Food fads exist everywhere. Surely, you’ve heard of trends like avocado toast and açaí bowls. As millennials create new means to consume their food, they’re also becoming more environmentally conscious. The perfect marriage between keeping trendy, yet upholding awareness, is located at the corner of artisanal goods and baked bread. Artisan bread isn’t just a millennial fad, but it proves environmentally-friendly and healthy for your body.
What is Artisan Bread?
Artisan bakers are defined as those who are trained to bake bread, paying special attention to aspects like fermentation, baking and the chemical reactions of the process in order to get the most ideal outcome. Artisanal bakers’ goal is to create goods the way they were made centuries ago, without the harmful preservatives included in mass-produced bread.
Artisanal bread, if it’s true artisanal bread, should be made with nothing but flour, water, yeast and salt. Because of this, it is difficult to mass produce artisanal bread, as every baker must be professionally trained to understand the process. Alternately, this is also why mass produced bread commonly contains additives and chemicals.
Store-Bought Bread
In addition to unnecessary additives for taste or appearance, many manufacturers spice up their breads with toxic conditioners, preservatives and GMO products like corn starch or soy lecithin that harm your body and the environment.
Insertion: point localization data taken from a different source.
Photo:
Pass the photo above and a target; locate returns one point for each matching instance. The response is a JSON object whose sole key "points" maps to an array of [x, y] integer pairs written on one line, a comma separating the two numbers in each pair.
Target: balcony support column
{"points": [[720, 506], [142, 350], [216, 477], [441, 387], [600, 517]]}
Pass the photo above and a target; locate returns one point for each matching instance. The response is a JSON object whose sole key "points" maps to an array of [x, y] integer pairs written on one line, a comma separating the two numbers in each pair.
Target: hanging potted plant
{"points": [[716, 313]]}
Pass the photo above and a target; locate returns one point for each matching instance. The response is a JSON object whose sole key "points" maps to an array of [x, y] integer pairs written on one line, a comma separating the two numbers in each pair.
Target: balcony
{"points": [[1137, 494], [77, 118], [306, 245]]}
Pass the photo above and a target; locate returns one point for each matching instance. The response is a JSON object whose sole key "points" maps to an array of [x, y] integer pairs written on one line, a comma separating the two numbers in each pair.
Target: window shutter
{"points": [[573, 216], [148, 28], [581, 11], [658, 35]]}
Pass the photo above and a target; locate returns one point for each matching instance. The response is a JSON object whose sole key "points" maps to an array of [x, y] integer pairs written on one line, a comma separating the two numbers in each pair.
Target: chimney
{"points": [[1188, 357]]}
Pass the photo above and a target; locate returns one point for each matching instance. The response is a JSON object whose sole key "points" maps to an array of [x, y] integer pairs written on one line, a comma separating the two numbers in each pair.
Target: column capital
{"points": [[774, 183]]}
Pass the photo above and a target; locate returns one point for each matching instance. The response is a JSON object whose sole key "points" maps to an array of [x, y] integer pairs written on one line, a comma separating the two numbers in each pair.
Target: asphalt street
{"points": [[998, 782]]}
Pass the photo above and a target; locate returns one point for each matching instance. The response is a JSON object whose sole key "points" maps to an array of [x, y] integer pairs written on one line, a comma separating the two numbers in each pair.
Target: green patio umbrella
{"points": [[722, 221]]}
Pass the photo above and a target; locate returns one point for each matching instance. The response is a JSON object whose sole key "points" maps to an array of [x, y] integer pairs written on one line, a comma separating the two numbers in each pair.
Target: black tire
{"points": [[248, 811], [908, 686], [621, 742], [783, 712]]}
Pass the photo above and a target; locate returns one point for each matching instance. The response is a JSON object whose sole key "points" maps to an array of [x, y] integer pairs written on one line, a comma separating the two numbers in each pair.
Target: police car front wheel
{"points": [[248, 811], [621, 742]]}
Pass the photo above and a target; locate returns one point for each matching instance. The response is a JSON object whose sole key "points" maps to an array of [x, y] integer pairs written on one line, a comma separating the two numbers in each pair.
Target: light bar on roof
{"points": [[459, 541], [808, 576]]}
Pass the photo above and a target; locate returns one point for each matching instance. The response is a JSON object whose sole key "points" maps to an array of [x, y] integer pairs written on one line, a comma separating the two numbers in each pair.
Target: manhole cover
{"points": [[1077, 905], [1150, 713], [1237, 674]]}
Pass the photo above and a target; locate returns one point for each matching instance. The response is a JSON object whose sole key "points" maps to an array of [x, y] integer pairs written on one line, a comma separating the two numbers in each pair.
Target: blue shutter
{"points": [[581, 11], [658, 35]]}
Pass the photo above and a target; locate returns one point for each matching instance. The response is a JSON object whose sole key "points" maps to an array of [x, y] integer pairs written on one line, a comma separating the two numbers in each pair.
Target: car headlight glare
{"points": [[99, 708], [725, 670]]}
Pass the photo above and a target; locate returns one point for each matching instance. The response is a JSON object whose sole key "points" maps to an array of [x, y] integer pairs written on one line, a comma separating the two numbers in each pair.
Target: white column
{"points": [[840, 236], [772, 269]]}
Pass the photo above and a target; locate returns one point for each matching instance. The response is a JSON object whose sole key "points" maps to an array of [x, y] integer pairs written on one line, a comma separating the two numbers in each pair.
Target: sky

There’s more to your typical batch of store-bought bread than you thought.
Going Local
While it benefits our bodies to steer clear of chemicals added to many store-bought breads, it’s also better for the environment to use local, organic ingredients. While these factors aren’t defining in artisanal breads, many artisanal bakers practice such environmental sustainability.
Hewn, an Illinois bakery, uses local and organic ingredients to reduce fossil fuels and preserve the environment. Artisan bread isn’t just a millennial fad, but it has the potential to play a role in bettering the world around us.
Don’t Fear Fermentation
Additionally, Hewn ferments its bread without yeast, which “allows a richer, more complex flavor to develop. It also allows the gluten proteins to slowly and naturally break down over time.” Because of this, many people who have gluten allergies or sensitivities can indulge in artisanal breads without consequence.
This is often the case with breads that have had at least 24 hours to ferment, a relatively long fermentation process. Because foods typically last longer if they have a lengthier production process, foods like artisanal breads don’t go bad immediately, like many store-bought items do.
The Growth of Corporate Food
While homemade bread is better for you than store-bought, there are several places you can buy artisanal bread to help your body and the earth. Additionally, many food companies, including Hewn, have come to practice environmentally sustainable means of production while simultaneously creating good food.
Being aware of how your food is made and where it comes from shows how artisan bread isn’t just a millennial fad, but is integral in improving your health and the health of the earth around you. Artisanal bread is both environmentally sustainable and better for your body than your usual store-bought bread.